No government department is monitoring this going forward; there is no independent body continuing to provide oversight.

If care goes bad or the profiteering comes at the expense of patient safety, it will only get picked up if the patient complains or doctors dealing with the aftermath start lodging AHPRA notifications.

A pharmacist in Queensland, subject to the online training, can now provide an antibiotic for anything, anytime; no-one is watching.

This is a codeine-like situation, and drug misuse will be the ultimate endpoint.

Has any pharmacy body — I’m talking about the Pharmacy Board of Australia and the Pharmaceutical Society of Australia — discussed the financial conflict of interest? No.

Has any pharmacy regulator expressed a concern about the very high antibiotics prescribing in some pharmacies? No.

Have any pharmacists spoken about the fact that UTI symptoms failing to resolve in 13% of ‘uncomplicated’ cases is clinically significant and worrisome? No.

Has any pharmacist mentioned the ethics or professional etiquette of dumping treatment failures on GPs? No.

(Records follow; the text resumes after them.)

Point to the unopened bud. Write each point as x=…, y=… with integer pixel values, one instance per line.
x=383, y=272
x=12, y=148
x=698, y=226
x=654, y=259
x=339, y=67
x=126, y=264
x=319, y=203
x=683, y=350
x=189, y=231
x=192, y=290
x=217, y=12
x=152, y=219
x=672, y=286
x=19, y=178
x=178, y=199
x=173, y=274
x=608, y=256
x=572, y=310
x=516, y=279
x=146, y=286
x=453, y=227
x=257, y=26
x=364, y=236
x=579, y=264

And what is the stance of the pharmacy board and the Pharmaceutical Society of Australia, which set standards for the profession, on destroying the prescriber–dispenser split? They don’t care? Have no view?

Some pharmacists seemed to be ecstatic about providing a pseudo-clinical service that undercuts their core values in quality use of medicines.

  Number of UTI pharmacist services offered             Number of pharmacies   
None 280
1 to 20  441
21 to 40 73
41 to 60 13
61 to 80 5
81 to 100 0
101 to 120 2
121 to 140 1
141 to 160 0
161 to 80 2
  817

Yet the leaders of the profession don’t see the dangers of basic standards being tied to the commercial dictates of the guild — it’s a professional death spiral.

Management of UTIs in an antimicrobial-stewardship era supports getting the diagnosis right, not prescribing antibiotics when there is no UTI, waiting for confirmation in equivocal cases and getting the right antibiotic the first time by knowing the local microbial aetiologies and resistance patterns.

So where are the regulators? Where are those people who gave GPs the nudge letters, who put GPs before the Professional Services Review because of antibiotic prescribing sins? Where are the audits to combat the national ’emergency’ of antimicrobial stewardship? Where?


Read more:


It is strange to me that the Queensland Chief Health Officer, Dr John Gerrard, who happens to be an infectious diseases specialist, has been silent on the issue.

Health policy is being dictated by absurd demands of pharmacy ownership, not population priorities.

The push for diabetes screening and pain management programs by pharmacists have been rejected by the Medical Services Advisory Committee, but the UTI trial escaped independent scrutiny by way of a special deal with the State Government.

It appears the guild has proven that political donations seem more effective than evidence for a service.

The trial has set back the quality use of medicines and antimicrobial stewardship, and the usual regulators and health managers are quiet.

It seems the pharmacy guild is the new health regulator of medicines in Queensland, and what a shameful outcome this is.